Comment by SilverElfin
15 hours ago
Can the stock market remain legitimate after such a brazen example of dumping? Regular everyday people can’t access private shares and participate in upside even if they want to. They don’t have the connections like VCs, and aren’t accredited investors. And companies ban secondary transactions, which should be forced by law to be always allowed.
And then after all that, the public have to deal with their index funds, ETFs, mutual funds, pensions, 401ks, etc buying up these overpriced stocks. You have a space company that also acquired a failing social media platform and failing AI company with little revenue justification for the valuation, and a lot of other obligations that make it financially a disaster (like payments owed for spectrum).

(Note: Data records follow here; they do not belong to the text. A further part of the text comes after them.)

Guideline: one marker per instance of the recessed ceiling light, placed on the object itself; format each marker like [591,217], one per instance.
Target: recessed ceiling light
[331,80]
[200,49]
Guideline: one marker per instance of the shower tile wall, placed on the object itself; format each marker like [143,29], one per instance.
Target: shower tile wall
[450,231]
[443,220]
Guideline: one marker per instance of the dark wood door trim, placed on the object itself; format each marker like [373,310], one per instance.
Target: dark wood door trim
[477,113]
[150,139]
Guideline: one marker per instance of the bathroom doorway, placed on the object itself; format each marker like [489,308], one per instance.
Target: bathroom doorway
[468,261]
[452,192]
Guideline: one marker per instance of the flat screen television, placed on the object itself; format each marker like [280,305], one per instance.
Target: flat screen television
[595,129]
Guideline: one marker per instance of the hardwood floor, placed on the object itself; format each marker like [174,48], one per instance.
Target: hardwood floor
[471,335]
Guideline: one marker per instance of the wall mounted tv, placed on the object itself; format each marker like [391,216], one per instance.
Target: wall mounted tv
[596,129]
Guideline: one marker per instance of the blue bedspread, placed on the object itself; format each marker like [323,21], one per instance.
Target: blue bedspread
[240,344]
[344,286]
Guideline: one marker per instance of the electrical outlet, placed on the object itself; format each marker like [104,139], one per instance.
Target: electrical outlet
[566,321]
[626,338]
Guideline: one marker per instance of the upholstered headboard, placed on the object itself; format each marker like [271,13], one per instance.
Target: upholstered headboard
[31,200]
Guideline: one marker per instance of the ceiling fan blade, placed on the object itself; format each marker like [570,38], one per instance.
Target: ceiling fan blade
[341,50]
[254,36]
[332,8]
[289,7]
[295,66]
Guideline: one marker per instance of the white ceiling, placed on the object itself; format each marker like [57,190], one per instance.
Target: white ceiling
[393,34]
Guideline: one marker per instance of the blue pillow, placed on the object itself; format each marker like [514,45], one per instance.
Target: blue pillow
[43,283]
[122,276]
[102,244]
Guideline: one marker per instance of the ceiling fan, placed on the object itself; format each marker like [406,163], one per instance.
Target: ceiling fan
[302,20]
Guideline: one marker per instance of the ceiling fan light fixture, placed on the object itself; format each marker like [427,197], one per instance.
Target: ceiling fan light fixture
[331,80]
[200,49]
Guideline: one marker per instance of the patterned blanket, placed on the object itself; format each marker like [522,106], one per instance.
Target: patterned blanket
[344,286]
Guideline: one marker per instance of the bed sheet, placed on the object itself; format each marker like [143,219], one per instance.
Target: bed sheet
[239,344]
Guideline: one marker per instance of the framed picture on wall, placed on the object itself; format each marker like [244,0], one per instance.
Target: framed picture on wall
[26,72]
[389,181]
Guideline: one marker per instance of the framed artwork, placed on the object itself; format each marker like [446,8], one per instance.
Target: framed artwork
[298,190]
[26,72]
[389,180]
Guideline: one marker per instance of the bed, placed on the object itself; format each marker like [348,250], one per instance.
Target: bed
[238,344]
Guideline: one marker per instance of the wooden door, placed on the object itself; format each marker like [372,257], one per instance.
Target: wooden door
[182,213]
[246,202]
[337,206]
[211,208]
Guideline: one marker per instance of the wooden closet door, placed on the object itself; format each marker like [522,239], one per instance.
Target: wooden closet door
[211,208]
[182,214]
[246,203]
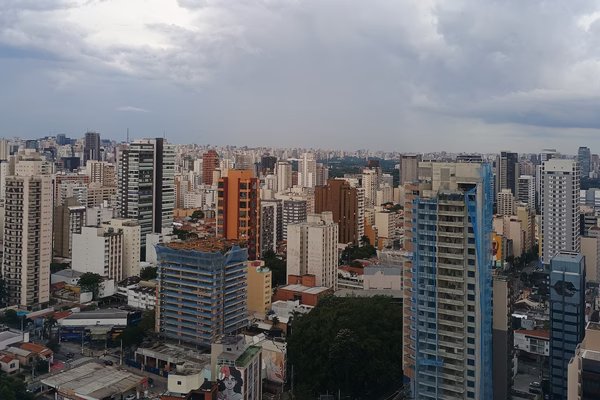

And two frontier labs with no real moats, each looking for regulatory capture based on safety or ethics or whatever.
To the everyday person, the stock market after the fast listing rule, these three IPOs, and AI job loss, will feel no more legitimate than prediction markets or crypto.
> then they have to deal with their index funds, ETFs, mutual funds, pensions, 401ks, etc buying up overpriced stocks
Only about a third of American stocks are held by passive capital [1]. Out of that, index funds are about 16%, and most of those in America reference the S&P 500, which has not yet announced whether it is changing its rules.
[1] https://alexchinco.com/double-what-you-think-it-is.pdf
Sure, but it's the Americans that can least afford to be stood up as exit liquidity that have the most exposure here relative to their net worth. The ultra wealthy are going to be heavily overrepresented in the active basket. Meanwhile the folks lower down on the income scale are more likely to have their money in passive funds.
> The ultra wealthy are going to be heavily overrepresented in the active basket.
Do you have evidence to substantiate this claim? My brief research has shown the wealthier the investor, the likelier they are to use a passive strategy.